HIV-related immunosuppression impairs the antibody response to SARS-CoV-2 vaccines. Specific vaccination schemes should be urgently tailored in this setting, particularly in patients with CD4 cell counts <200 cells/μL. Adenoviral-vectored vaccines should be avoided in PLWH whenever possible.
本研究旨在评估完全接种 SARS-CoV-2 疫苗方案后 HIV 感染者(PLWH)对现有疫苗的免疫原性,并确定血清转化的预测因素。
这项多中心前瞻性队列研究纳入了 420 名接受标准免疫接种的 PLWH,接种的疫苗包括 mRNA 或腺病毒载体 COVID-19 疫苗。在最后一剂疫苗接种后 1 至 2 个月内,通过定量测定三聚体刺突蛋白特异性 IgG 抗体和 IgG 中和抗体来评估抗体反应。

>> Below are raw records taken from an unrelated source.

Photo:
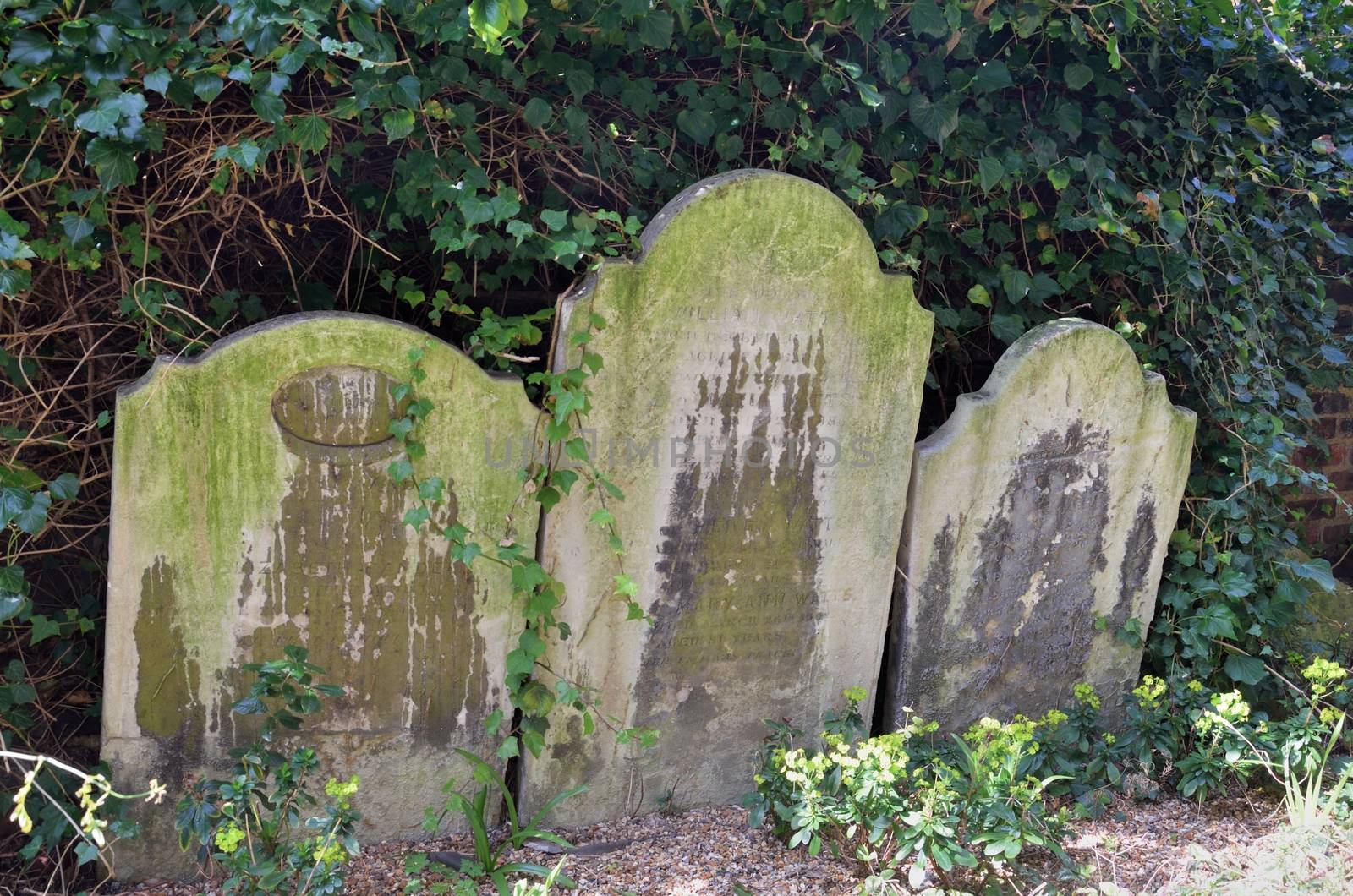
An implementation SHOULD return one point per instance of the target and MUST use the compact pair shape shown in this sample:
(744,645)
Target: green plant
(489,850)
(1076,753)
(94,794)
(962,811)
(248,824)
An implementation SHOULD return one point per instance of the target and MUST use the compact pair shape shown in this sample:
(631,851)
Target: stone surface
(758,407)
(1039,509)
(252,509)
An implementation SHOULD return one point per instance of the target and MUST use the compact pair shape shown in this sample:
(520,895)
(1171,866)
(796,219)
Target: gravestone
(758,407)
(252,509)
(1037,524)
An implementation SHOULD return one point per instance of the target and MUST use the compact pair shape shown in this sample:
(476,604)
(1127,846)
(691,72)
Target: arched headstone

总体而言,420 名 PLWH 中有 384 名(91%)对疫苗接种有抗体反应。在 CD4 计数≥350 个细胞/mm(95%)的 326 名个体中,308 名观察到血清转化率,在 CD4 计数为 200 至 349 个细胞/mm(90%)的 61 名 PLWH 中,55 名观察到血清转化率,在 CD4 计数<200 个细胞/mm(64%)的 33 名 PLWH 中,21 名观察到血清转化率(p<0.001)。CD4 计数<200 个细胞/mm 的 PLWH 的中位 IgG 中和抗体水平为 2.4 IU/mL(Q1-Q3,1.0-3.1),CD4 计数为 200 至 349 个细胞/mm 的 PLWH 为 3.1 IU/mL(Q1-Q3,2.8-3.4),CD4 计数≥350 个细胞/mm 的 PLWH 为 3.1 IU/mL(Q1-Q3,2.7-3.4)(p=0.016)。在多变量分析中,CD4 计数≥350 个细胞/mm(比值比:7.10;95%置信区间,1.91-26.46;p=0.004)和接种 mRNA 载体 COVID-19 疫苗(比值比:8.19;95%置信区间,3.24-20.70;p≤0.001)与接种疫苗后的更高反应概率独立相关。
HIV 相关免疫抑制会损害对 SARS-CoV-2 疫苗的抗体反应。在此背景下,应紧急制定特定的疫苗接种方案,特别是在 CD4 细胞计数<200 个细胞/μL 的患者中。应尽可能避免在 PLWH 中使用腺病毒载体疫苗。